From article: GeoCouch "allows for spatial searches using bounding boxes... GeoCouch’s spatial index expects GeoJSON entries (which are also not bound to any distinct format like WGS84), so we emit our time periods as positions with bounding boxes. The longitudinal values are ignored and set to 0 and the latitudinal values represent the temporal start and end point encoded as time stamps. Thus, we... efficently query all entries within a given period." web.archive.org/web/20131121023735/http://www.diretto.org/2010/… – dgreisen Mar 8 '15 at 13:45

Emiting at the minute level should be fine. Let's assume that you have 60 days events, it would take : 24*60*60 = 130,000 index entries to emit every minute. As mentioned by Till, views are only built once as long as the document is not updated, and typically for this kind of archive, the document won't be updated very often.

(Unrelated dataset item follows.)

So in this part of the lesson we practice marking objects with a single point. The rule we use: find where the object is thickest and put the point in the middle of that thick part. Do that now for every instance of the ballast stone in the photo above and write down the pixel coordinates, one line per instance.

So the only sensitive thing is to make sure that the view will be built fast enough. Looping 150,000 times takes on average 12ms on the javascript interpreter of my web browser (I assume that CouchDb's interpreter is much more optimized than this one).

So if we add the overhead of emitting and decide to be pessimistic, let's say that updating this index entry will take about 100ms (I think it'd rather take around 50ms considering that writes are fast with CouchDb).

I don't know your requirements but I do not think this would be a deal breaker in most situations.

So I'd say the real steps to take are the following :

1) Anticipate by designing your domain model in a way such that these event documents are independent (are not contained in a graph for example) to minimize the update frequency (in most scenarios they would almost never need to be updated).

2) If you are to do bulk operations (> 100 documents), then the indexing time will start to be noticeable. I would work on the user experience, and let the user do something else and notify him when the operation finishes. However I tend to think that in most situations there wouldn't be a need for bulk inserts / updates. (> 100 documents at a time).

3) While writing that, I just realized that this indexing time can actually be transparent for the end user even for bulk operations. Indexes are only updated on read, therefore the bulk insert will be fast and the nice thing is that you can query this specific view with the stale option set to true so that the user does not have to wait for the index to be completely built :) I think it is safe to assume there is rarely a need to really time updates in these scenarios.

4) Finally Remember that CouchDb relies on B-Trees so once the view index is updated, you might have billions and billions of entries, the read-time would not be affected.

The bottom line is that I think the natural way to achieve that with CouchDb would be to emit on every minute. While it might seem awkard, CouchDb has been designed to handle this usage just fine.